1. Open-source and low cost: Follows an open-source license; all source code and design files are fully available, allowing developers to freely study, modify, and perform secondary development.
2. High-performance motor control: Equipped with FOC (Field-Oriented Control) technology, supporting open-loop/closed-loop speed, position, and torque control for precise motion control.
3. Powerful hardware support: Uses an ESP32 main controller with rich interfaces such as I2C, SPI, and PWM, enabling flexible feature expansion.
4. Comprehensive capabilities: Supports self-balancing, high-speed movement, posture stabilization, and wireless control, adapting to various complex terrains.
5. Easy to learn and use: Comes with complete example code and video tutorials, significantly lowering the learning barrier for beginners.

Specification

Specification	Details
Main Control Board	StackForce main control board
Motor Driver Board	5A dual-channel brushless motor driver (low-power)
Motors	2208 gimbal brushless motors
Servo Driver Board	Multi-channel servo driver with integrated IMU
Power Supply	12.6V lithium polymer battery
Encoder	MT6701 14-bit high-precision magnetic encoder
Wireless Control	WiFi remote control + PS4 Bluetooth wireless controller
Total Weight	540 g
Dimensions	10.5 × 21.0 cm (L × W), Height 12.0–21.0 cm

BOM

BOM download

Item Name	Quantity	Unit	Specifications	Notes/Standards
Electronic Components
StackForce Main Control Board	1	pc	StackForce
StackForce 5A Low-Power Driver Board	1	pc	StackForce
StackForce Servo Board	1	pc	StackForce
MT6701 Encoder	2	pc	StackForce
2208 Gimbal Motor	2	pc
DS041MG 500–2500 Servo	4	pc
MC6C-MINI Remote Controller	1	pc
MC7RBv2 Receiver	1	pc
12V Li-Polymer Battery	1	pc	19×34×42mm
MR30-U Motor Connector	2	pc		For motor
SH1.0-5P Encoder Cable	2	set		For encoder
3P Dupont Wire (Female-Female)	1	set		For receiver
Mechanical Hardware
M3 Lock Nut	4	pc	M3	GB889.1-86
M3 Nut	4	pc	M3	DIN934
Nylon Standoff	4	pc	5×3.2×9mm	ABS
M3 Washer	4	pc	M3	304 Stainless
Radial Magnet	2	pc	6×2.5mm
Round Head Screw M2×4	24	pc	M2×4	GB/T845
Round Head Screw M2×10	12	pc	M2×10	GB/T845
Round Head Screw M3×6	4	pc	M3×6	GB/T845
Round Head Screw M3×8	4	pc	M3×8	GB/T845
Round Head Screw M3×16	4	pc	M3×16	GB/T845
Round Head Screw M4×18	2	pc	M4×18	GB/T845
M2×6 Self-tapping Screw	16	pc	M2×6	GB/T845
Flat Head Screw M2×6	46	pc	M2×6	304 Stainless
Flat Head Screw M3×6	16	pc	M3×6	304 Stainless
M3×7+4 Copper Standoff	4	pc	M3×7+4	Copper / GB
6704ZZ Bearing	4	pc	Ø27×Ø20×4mm
6701ZZ Bearing	6	pc	Ø18×Ø12×4mm
Structural Components
3D Printed Parts	29	pc
1:10 Wear-Resistant 6030-6085 Tires	2	pc

Table of Contents

• Assembled Version Tutorial
• Kit Version Tutorial 1 - Assembly
• Kit Version Tutorial 2 - Calibration

Assembled Version Tutorial

StackForce Wheeled_Legged_Robot Basic Operation Manual (PDF)

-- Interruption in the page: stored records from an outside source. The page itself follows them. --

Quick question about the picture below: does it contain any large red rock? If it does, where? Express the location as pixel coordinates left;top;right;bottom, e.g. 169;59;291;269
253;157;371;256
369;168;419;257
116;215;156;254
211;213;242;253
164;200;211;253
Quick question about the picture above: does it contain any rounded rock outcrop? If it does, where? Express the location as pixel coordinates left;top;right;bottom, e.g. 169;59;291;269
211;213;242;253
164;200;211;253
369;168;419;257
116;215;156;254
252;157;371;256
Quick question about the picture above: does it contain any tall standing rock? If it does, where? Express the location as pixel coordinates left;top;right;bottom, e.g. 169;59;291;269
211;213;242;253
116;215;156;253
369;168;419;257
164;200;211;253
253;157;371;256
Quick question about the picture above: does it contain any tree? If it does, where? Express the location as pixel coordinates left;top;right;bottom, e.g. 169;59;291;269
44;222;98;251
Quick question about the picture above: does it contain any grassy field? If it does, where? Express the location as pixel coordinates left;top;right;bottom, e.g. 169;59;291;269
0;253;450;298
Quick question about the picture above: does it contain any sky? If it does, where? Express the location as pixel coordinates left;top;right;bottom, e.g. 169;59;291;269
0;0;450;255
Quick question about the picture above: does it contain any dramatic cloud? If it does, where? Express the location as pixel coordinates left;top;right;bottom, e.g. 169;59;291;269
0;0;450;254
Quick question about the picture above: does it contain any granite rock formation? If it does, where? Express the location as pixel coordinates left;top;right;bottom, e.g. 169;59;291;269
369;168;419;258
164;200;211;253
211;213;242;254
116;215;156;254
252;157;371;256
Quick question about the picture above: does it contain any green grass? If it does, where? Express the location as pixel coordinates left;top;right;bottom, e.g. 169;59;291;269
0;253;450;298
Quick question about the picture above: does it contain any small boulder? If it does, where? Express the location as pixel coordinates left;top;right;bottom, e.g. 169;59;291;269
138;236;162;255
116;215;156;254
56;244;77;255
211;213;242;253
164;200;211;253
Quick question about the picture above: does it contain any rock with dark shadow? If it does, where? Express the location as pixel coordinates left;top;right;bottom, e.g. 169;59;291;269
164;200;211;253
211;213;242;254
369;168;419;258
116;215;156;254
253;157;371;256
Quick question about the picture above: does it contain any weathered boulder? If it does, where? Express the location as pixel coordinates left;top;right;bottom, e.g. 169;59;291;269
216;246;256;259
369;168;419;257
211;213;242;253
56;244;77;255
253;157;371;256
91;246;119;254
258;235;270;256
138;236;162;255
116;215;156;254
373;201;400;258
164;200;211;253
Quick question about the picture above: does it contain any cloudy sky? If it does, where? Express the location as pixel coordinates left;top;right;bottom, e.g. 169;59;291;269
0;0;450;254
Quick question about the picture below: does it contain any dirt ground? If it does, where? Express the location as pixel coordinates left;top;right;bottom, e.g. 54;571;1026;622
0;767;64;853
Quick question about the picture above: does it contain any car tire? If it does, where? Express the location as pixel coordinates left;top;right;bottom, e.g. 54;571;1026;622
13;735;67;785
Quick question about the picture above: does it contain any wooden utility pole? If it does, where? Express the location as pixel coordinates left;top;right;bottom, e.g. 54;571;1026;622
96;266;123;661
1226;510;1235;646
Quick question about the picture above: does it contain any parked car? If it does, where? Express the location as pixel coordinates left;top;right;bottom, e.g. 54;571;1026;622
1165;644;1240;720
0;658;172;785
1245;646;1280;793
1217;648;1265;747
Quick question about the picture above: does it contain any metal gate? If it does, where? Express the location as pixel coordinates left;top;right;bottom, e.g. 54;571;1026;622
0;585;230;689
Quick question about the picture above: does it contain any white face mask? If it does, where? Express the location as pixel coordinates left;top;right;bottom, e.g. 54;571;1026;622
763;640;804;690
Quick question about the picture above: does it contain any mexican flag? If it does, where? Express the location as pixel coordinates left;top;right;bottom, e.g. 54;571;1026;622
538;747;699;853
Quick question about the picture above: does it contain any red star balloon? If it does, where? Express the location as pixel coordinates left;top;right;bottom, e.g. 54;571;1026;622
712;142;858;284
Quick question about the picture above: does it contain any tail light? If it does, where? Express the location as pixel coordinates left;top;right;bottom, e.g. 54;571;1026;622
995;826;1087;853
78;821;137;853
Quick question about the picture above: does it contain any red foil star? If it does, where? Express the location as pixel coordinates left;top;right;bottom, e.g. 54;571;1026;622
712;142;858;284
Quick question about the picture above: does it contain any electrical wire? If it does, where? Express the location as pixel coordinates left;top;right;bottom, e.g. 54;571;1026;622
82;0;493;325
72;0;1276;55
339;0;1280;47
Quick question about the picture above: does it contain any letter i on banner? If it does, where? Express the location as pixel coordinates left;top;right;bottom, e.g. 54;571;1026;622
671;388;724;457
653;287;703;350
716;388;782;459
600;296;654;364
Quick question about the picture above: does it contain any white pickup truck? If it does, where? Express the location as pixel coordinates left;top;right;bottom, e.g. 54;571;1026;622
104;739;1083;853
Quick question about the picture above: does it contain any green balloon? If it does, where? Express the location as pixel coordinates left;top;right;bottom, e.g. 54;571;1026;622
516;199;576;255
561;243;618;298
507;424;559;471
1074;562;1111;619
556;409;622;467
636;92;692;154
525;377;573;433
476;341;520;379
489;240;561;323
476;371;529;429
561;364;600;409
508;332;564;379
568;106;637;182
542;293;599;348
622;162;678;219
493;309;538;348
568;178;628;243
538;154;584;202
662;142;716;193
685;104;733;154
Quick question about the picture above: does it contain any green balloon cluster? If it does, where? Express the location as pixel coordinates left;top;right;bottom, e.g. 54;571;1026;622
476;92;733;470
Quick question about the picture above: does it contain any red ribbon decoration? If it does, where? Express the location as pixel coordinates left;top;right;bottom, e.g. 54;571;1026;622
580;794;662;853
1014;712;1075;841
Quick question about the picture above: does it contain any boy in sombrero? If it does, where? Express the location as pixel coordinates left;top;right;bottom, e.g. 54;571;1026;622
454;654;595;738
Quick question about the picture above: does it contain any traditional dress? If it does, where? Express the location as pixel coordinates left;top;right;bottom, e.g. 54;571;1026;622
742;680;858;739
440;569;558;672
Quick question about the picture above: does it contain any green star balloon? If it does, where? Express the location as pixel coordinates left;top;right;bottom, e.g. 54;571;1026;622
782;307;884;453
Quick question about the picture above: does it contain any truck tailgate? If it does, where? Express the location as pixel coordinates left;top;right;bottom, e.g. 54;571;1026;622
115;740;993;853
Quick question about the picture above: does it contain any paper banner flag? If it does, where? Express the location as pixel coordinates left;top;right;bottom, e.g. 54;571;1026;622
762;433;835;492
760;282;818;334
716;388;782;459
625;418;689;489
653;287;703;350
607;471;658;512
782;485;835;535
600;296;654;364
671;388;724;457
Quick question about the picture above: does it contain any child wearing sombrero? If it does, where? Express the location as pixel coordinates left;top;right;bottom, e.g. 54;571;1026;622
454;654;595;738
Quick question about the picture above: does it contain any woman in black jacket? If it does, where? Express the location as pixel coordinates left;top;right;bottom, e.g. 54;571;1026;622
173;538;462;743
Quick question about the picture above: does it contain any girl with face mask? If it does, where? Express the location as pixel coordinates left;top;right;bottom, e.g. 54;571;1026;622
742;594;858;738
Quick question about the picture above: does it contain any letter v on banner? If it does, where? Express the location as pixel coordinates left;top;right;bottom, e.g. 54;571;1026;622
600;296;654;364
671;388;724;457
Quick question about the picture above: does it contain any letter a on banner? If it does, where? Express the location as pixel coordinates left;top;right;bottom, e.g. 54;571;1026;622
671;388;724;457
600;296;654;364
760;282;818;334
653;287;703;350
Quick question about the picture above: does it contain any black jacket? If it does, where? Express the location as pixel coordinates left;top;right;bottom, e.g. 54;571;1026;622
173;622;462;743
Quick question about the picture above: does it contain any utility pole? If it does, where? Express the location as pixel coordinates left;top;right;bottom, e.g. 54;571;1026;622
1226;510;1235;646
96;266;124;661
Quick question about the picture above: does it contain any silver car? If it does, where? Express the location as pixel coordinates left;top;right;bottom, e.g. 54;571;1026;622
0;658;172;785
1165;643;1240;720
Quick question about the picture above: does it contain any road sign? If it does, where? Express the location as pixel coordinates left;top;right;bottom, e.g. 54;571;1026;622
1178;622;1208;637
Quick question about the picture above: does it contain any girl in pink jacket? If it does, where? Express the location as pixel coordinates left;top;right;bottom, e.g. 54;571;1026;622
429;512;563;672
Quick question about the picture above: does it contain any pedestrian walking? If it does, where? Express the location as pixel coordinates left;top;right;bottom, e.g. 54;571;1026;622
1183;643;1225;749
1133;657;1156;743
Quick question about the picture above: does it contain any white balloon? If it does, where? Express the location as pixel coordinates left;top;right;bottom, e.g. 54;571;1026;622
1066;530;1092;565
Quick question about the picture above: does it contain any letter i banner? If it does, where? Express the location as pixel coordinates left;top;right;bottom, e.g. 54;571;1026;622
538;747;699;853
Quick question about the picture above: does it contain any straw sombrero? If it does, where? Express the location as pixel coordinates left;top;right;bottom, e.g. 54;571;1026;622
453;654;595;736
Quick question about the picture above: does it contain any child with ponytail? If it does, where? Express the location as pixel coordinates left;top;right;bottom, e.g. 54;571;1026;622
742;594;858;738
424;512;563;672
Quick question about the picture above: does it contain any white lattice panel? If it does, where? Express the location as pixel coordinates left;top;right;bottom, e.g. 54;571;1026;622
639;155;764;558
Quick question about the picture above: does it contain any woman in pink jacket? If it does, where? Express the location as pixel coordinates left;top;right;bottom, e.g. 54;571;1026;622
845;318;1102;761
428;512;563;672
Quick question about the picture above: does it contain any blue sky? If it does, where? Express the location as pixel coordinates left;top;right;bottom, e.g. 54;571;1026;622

You can remotely control the robot by simply starting it in the order specified in the PDF document.

Kit Version Tutorial 1 - Assembly

Mini-Wheeled-legged robot installation document.pdf

tip

The assembly has many steps, so please follow the guide carefully. Some holes are made for self-tapping screws, and it is normal if the screws in the package differ from those in the tutorial. This will not affect assembly, and you may use suitable replacement screws if needed.

caution

During assembly, pay attention to the tightness of the screws. Do not overtighten them to avoid stripping or damaging the threads.

Kit Version Tutorial 2 - Calibration

Please first download the code files required for calibration.

Environment Setup

Step 1: Download Visual Studio Code.

Step 2: Open Visual Studio Code, then search for and install the PlatformIO IDE extension from the Extensions Marketplace.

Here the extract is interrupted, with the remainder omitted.